According to the latest Weekly macro report from Shanghai Metals Market, aluminium prices in China are likely to trade under pressure in the near term as recent supply cuts in seven major smelters slowed down. Last week, social inventories of aluminium across eight consumption areas in China grew for the first time in seven weeks, reflecting slow downstream demand. Inventories of primary aluminium, including SHFE warrants, stood at 1.3 million tonnes as of Wednesday January 2, further up 16,000 tonnes from Thursday December 27.
The stocks of 6063 aluminium billet across five major consumption areas expanded 1.29% to 11,000 tonnes, SMM data showed.
Support to aluminium prices in China started reducing on the back of declining costs of major raw materials for primary aluminium production. Total production costs for primary aluminium producers shrank to RMB 1,056.25 per tonne as of Friday December 28, with losses narrowing to RMB 14,496.25 per tonne.

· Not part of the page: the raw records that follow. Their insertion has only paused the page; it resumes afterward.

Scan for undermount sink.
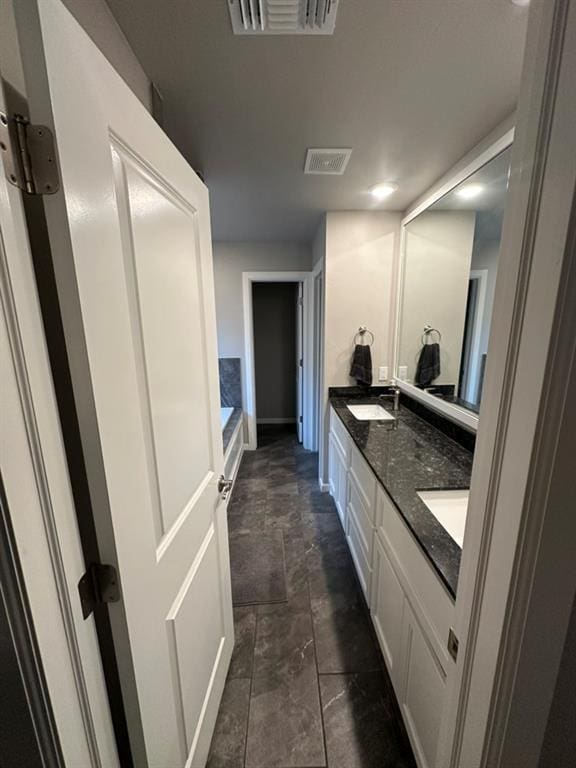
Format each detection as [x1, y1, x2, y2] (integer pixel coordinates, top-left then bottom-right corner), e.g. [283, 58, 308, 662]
[417, 489, 469, 547]
[346, 404, 395, 422]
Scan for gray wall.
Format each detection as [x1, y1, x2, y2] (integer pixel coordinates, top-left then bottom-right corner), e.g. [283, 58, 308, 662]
[539, 593, 576, 767]
[0, 590, 43, 768]
[0, 0, 151, 110]
[253, 283, 298, 422]
[212, 241, 312, 414]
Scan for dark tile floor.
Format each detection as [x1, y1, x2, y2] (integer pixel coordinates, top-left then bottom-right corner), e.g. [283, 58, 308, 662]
[208, 425, 416, 768]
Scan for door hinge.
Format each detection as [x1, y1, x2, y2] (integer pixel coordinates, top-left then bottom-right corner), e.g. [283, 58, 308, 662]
[297, 297, 304, 307]
[78, 563, 120, 620]
[299, 415, 303, 423]
[0, 112, 60, 195]
[299, 358, 303, 367]
[448, 627, 459, 662]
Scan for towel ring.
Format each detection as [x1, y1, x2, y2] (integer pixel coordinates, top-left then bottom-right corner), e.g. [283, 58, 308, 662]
[354, 326, 374, 346]
[421, 325, 441, 345]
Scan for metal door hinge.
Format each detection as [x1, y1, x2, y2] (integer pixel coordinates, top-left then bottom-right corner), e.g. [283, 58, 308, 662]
[448, 627, 459, 662]
[297, 297, 304, 307]
[78, 563, 120, 620]
[299, 415, 303, 423]
[299, 358, 303, 367]
[0, 112, 60, 195]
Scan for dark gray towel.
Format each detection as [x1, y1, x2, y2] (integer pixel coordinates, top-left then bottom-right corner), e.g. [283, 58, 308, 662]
[415, 342, 440, 387]
[350, 344, 373, 386]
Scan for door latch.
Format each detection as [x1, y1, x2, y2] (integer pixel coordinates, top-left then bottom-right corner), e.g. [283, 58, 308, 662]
[78, 563, 120, 620]
[218, 475, 233, 500]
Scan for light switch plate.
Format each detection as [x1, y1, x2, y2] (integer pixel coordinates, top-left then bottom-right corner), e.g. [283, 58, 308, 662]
[378, 366, 388, 382]
[398, 365, 408, 380]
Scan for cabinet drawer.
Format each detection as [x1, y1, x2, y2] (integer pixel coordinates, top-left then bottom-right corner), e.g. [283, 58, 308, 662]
[375, 484, 454, 669]
[349, 444, 376, 521]
[347, 507, 372, 602]
[348, 472, 374, 563]
[330, 407, 351, 461]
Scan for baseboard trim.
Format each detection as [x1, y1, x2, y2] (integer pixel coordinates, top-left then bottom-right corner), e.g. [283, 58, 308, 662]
[256, 418, 297, 425]
[319, 481, 330, 492]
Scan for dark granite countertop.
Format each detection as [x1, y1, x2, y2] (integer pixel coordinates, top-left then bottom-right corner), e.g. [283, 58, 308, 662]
[330, 394, 473, 598]
[222, 407, 243, 453]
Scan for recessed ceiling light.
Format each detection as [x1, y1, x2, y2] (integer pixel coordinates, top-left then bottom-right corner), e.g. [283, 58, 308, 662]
[370, 182, 398, 200]
[510, 0, 530, 6]
[457, 184, 484, 200]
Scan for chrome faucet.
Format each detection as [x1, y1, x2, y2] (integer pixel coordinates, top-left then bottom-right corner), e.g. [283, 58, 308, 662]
[379, 385, 401, 411]
[393, 384, 401, 411]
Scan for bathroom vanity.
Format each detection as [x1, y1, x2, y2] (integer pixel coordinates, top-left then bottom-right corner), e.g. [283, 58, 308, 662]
[328, 391, 473, 768]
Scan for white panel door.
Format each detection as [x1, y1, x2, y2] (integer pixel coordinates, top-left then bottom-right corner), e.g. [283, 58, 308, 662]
[14, 1, 233, 766]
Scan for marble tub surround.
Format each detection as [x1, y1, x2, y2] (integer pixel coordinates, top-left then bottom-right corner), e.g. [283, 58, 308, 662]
[329, 391, 473, 597]
[219, 357, 243, 407]
[207, 425, 415, 768]
[222, 406, 243, 452]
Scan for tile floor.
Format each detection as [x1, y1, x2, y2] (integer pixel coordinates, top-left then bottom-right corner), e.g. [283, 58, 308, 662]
[208, 425, 416, 768]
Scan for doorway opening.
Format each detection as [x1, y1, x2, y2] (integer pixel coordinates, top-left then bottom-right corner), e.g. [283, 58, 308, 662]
[252, 282, 302, 443]
[242, 271, 312, 451]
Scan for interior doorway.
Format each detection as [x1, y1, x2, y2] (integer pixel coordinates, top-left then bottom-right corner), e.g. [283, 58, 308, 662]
[242, 271, 312, 451]
[252, 282, 302, 441]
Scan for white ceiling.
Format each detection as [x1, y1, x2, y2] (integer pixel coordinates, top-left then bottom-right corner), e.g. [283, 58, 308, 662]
[106, 0, 529, 243]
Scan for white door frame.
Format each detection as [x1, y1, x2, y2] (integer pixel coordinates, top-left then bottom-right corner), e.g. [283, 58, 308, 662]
[461, 268, 488, 404]
[0, 83, 118, 766]
[242, 271, 313, 450]
[437, 0, 576, 765]
[310, 260, 324, 455]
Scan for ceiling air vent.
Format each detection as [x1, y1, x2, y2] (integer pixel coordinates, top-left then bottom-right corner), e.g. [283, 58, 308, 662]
[304, 148, 352, 175]
[228, 0, 339, 35]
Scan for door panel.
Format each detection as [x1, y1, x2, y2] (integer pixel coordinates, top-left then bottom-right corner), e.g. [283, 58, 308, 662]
[114, 148, 213, 541]
[14, 1, 233, 766]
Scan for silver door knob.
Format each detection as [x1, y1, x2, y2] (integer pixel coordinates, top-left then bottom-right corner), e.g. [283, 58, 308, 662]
[218, 475, 233, 498]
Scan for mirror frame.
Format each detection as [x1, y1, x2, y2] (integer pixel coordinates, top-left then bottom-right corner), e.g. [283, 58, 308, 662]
[393, 117, 515, 432]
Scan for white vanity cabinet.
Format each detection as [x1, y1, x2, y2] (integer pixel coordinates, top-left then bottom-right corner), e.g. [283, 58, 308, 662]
[327, 406, 455, 768]
[328, 407, 351, 529]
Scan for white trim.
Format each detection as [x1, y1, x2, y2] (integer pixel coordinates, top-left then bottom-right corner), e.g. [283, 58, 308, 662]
[256, 418, 297, 424]
[394, 121, 515, 431]
[462, 269, 488, 405]
[402, 121, 515, 228]
[242, 271, 312, 450]
[394, 379, 478, 432]
[437, 1, 576, 765]
[0, 85, 118, 766]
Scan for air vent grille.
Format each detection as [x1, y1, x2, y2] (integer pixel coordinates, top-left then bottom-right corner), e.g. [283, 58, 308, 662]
[304, 148, 352, 175]
[228, 0, 339, 35]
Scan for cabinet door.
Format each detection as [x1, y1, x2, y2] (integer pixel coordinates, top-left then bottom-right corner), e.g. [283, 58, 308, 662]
[335, 446, 348, 531]
[371, 537, 405, 693]
[328, 433, 339, 500]
[399, 602, 447, 768]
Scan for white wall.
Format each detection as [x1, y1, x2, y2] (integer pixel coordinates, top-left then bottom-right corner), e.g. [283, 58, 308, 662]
[324, 211, 401, 389]
[213, 241, 312, 412]
[399, 210, 476, 386]
[0, 0, 151, 111]
[319, 211, 401, 481]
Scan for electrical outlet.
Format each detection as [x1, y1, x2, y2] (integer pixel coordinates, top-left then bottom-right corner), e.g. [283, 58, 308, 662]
[378, 366, 388, 382]
[398, 365, 408, 380]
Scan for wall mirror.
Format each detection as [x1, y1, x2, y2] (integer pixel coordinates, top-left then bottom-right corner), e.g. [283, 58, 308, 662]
[397, 143, 512, 422]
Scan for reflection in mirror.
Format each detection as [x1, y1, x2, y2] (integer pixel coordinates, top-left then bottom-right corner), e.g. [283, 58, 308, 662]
[398, 146, 512, 413]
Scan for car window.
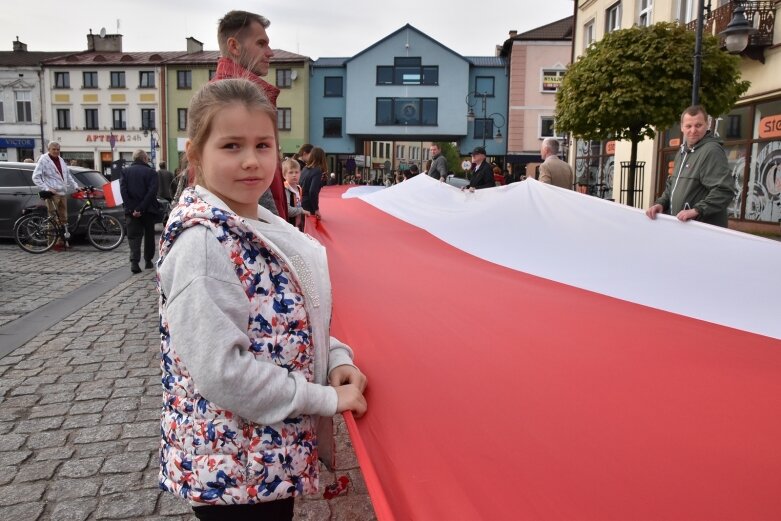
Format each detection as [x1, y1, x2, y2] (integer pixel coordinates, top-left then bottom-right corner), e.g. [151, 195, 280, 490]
[0, 166, 27, 187]
[72, 170, 108, 188]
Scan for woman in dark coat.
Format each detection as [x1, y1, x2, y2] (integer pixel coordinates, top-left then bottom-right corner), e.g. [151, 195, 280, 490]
[300, 147, 327, 220]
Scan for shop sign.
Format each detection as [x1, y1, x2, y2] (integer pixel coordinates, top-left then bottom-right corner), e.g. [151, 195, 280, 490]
[0, 137, 35, 148]
[669, 138, 681, 147]
[85, 133, 144, 144]
[758, 115, 781, 139]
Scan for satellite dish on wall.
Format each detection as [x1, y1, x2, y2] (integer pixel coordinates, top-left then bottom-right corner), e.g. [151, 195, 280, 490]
[99, 27, 106, 38]
[290, 70, 298, 81]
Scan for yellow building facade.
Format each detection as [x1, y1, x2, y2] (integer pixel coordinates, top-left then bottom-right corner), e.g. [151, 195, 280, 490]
[571, 0, 780, 231]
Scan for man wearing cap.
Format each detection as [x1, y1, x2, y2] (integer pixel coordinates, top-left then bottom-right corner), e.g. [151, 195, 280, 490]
[538, 138, 574, 189]
[465, 146, 496, 191]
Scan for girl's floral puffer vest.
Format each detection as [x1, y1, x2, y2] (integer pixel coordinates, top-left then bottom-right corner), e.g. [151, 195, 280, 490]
[157, 188, 319, 505]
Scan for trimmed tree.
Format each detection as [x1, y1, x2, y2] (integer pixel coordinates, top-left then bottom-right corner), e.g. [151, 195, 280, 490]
[555, 22, 749, 206]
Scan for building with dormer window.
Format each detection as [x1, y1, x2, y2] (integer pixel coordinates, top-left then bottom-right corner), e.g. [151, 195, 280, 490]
[41, 33, 185, 175]
[0, 38, 73, 162]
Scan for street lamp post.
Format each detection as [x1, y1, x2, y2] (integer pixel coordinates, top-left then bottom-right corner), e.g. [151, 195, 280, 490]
[466, 92, 505, 150]
[143, 129, 160, 167]
[692, 0, 756, 105]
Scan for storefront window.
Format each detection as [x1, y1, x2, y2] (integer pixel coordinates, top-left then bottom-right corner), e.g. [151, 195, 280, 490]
[575, 139, 614, 199]
[714, 106, 752, 141]
[657, 100, 781, 223]
[724, 144, 748, 219]
[744, 100, 781, 222]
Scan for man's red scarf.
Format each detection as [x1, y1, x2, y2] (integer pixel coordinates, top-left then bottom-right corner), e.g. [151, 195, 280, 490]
[212, 57, 287, 219]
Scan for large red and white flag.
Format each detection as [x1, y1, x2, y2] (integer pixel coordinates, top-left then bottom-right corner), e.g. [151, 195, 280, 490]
[101, 179, 123, 208]
[309, 177, 781, 521]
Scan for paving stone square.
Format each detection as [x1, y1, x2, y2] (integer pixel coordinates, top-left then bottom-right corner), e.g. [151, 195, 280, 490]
[0, 242, 377, 520]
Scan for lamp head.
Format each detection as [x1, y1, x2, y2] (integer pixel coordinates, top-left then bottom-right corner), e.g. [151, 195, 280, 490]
[719, 4, 757, 53]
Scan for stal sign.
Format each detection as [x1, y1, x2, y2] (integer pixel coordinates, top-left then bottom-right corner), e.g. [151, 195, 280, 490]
[759, 115, 781, 139]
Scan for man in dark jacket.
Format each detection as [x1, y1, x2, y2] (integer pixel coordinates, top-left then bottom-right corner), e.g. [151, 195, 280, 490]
[120, 149, 159, 273]
[157, 161, 175, 202]
[465, 146, 496, 191]
[646, 105, 735, 227]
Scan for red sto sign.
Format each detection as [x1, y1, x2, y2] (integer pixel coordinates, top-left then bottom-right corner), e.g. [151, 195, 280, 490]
[759, 115, 781, 139]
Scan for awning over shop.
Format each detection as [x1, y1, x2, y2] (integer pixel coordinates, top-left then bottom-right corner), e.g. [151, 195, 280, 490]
[505, 153, 541, 164]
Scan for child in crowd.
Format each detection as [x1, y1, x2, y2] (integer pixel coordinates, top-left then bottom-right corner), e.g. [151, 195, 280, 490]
[156, 78, 367, 521]
[281, 157, 308, 232]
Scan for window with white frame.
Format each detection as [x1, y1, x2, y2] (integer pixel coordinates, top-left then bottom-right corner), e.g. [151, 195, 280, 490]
[677, 0, 696, 23]
[638, 0, 653, 26]
[15, 91, 32, 122]
[583, 19, 596, 50]
[542, 69, 565, 92]
[277, 108, 291, 131]
[540, 116, 563, 138]
[606, 2, 622, 33]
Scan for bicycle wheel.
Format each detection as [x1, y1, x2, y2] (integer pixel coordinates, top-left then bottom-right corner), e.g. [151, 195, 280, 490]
[87, 214, 125, 251]
[14, 214, 58, 253]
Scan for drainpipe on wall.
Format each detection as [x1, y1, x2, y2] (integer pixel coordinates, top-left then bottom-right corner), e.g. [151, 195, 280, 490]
[159, 67, 166, 165]
[38, 69, 45, 157]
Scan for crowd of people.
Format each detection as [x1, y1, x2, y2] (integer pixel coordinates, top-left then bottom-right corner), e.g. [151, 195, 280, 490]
[23, 8, 735, 520]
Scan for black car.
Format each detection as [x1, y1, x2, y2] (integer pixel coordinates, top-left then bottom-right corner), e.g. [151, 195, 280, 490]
[0, 161, 130, 238]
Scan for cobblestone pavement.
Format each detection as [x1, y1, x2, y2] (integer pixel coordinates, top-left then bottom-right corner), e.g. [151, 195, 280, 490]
[0, 241, 377, 521]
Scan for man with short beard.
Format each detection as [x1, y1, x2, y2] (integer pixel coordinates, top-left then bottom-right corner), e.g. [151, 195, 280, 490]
[213, 10, 287, 220]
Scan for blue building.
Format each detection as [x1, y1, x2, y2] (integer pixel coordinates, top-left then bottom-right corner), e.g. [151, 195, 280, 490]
[309, 24, 507, 180]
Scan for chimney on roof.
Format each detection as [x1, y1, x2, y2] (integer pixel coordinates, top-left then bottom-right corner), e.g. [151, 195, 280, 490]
[13, 37, 27, 52]
[87, 30, 123, 52]
[186, 37, 204, 53]
[509, 30, 518, 38]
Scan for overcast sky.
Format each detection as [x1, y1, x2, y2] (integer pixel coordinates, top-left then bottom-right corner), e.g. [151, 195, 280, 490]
[2, 0, 574, 59]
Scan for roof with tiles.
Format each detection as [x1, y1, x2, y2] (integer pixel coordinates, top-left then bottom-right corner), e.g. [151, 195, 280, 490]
[499, 16, 573, 57]
[42, 51, 188, 66]
[312, 57, 349, 68]
[0, 50, 77, 67]
[465, 56, 507, 67]
[515, 16, 574, 41]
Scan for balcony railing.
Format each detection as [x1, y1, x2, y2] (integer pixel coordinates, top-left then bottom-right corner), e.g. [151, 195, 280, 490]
[685, 1, 775, 61]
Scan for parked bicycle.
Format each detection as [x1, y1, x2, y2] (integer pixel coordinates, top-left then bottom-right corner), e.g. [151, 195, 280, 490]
[14, 187, 125, 253]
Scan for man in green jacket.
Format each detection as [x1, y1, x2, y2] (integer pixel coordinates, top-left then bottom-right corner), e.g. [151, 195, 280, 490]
[646, 105, 735, 227]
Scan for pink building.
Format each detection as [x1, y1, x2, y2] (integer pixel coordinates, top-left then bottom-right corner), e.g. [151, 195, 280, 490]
[499, 17, 573, 178]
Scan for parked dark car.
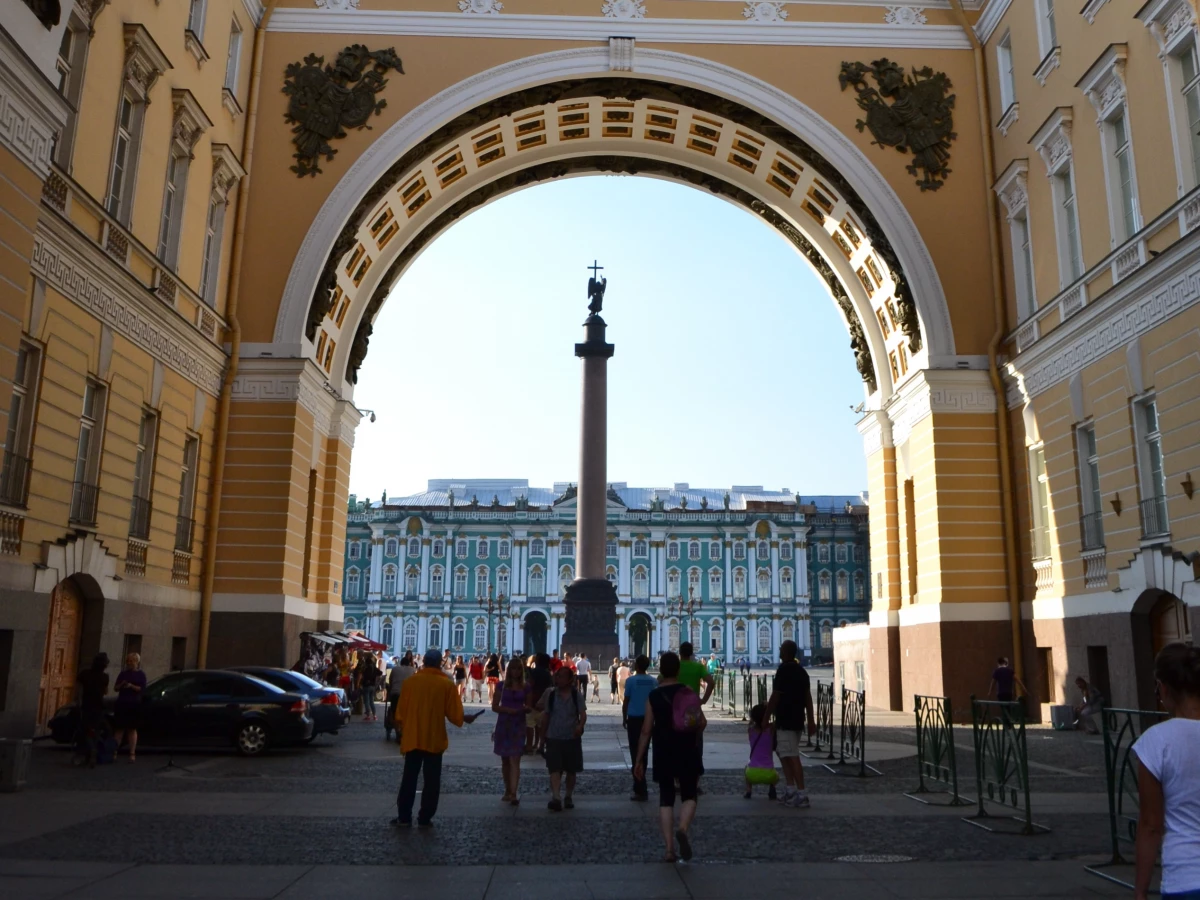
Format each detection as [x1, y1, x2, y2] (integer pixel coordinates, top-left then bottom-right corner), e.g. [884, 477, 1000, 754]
[47, 670, 312, 756]
[226, 667, 349, 738]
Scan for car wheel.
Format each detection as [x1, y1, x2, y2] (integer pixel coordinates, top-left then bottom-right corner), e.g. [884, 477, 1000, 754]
[236, 721, 269, 756]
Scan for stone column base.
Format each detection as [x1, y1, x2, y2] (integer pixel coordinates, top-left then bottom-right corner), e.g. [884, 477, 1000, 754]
[867, 614, 902, 711]
[562, 578, 619, 661]
[898, 610, 1012, 722]
[208, 609, 320, 669]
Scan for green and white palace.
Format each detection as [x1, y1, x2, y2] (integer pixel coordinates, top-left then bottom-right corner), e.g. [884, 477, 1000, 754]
[340, 480, 869, 664]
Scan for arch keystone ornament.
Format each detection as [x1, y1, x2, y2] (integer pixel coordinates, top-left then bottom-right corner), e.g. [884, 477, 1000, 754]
[283, 45, 405, 177]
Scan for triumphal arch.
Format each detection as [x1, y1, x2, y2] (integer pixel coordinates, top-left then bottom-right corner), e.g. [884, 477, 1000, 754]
[3, 0, 1197, 735]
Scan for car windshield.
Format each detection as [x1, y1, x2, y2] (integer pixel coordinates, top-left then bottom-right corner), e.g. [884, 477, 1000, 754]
[241, 674, 286, 694]
[286, 671, 325, 690]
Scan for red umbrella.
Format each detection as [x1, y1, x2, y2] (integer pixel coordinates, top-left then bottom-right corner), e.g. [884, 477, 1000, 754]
[347, 632, 388, 651]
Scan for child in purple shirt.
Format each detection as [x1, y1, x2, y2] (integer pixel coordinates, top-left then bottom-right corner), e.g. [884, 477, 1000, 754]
[744, 703, 779, 800]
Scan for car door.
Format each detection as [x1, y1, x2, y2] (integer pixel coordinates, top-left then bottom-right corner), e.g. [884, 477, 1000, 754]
[139, 674, 196, 745]
[186, 675, 251, 744]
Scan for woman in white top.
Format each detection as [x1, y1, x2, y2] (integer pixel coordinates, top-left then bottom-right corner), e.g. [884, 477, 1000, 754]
[1133, 642, 1200, 900]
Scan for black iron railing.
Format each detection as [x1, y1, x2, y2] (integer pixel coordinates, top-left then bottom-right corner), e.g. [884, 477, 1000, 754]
[1139, 496, 1169, 540]
[0, 451, 32, 507]
[907, 694, 968, 805]
[128, 495, 152, 540]
[174, 515, 195, 552]
[1079, 511, 1105, 551]
[69, 480, 99, 526]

For the week ended January 4, domestic alumina prices dropped further to RMB 2,928 per tonne and fob Australia prices remained unchanged at US$405 per tonne, SMM data showed. Losses in alumina prices are likely to slow down in the short term as cash pressures at alumina refiners ease at the start of the year and as aluminium producers restock. Alumina prices are expected to remain under pressure as demand from smelters continued to remain sluggish on slow reopening of smelters and an oversupplied aluminium market. New alumina capacity in China is estimated to stand at 7.6 million tonnes in 2019, up 28.17% from 2018.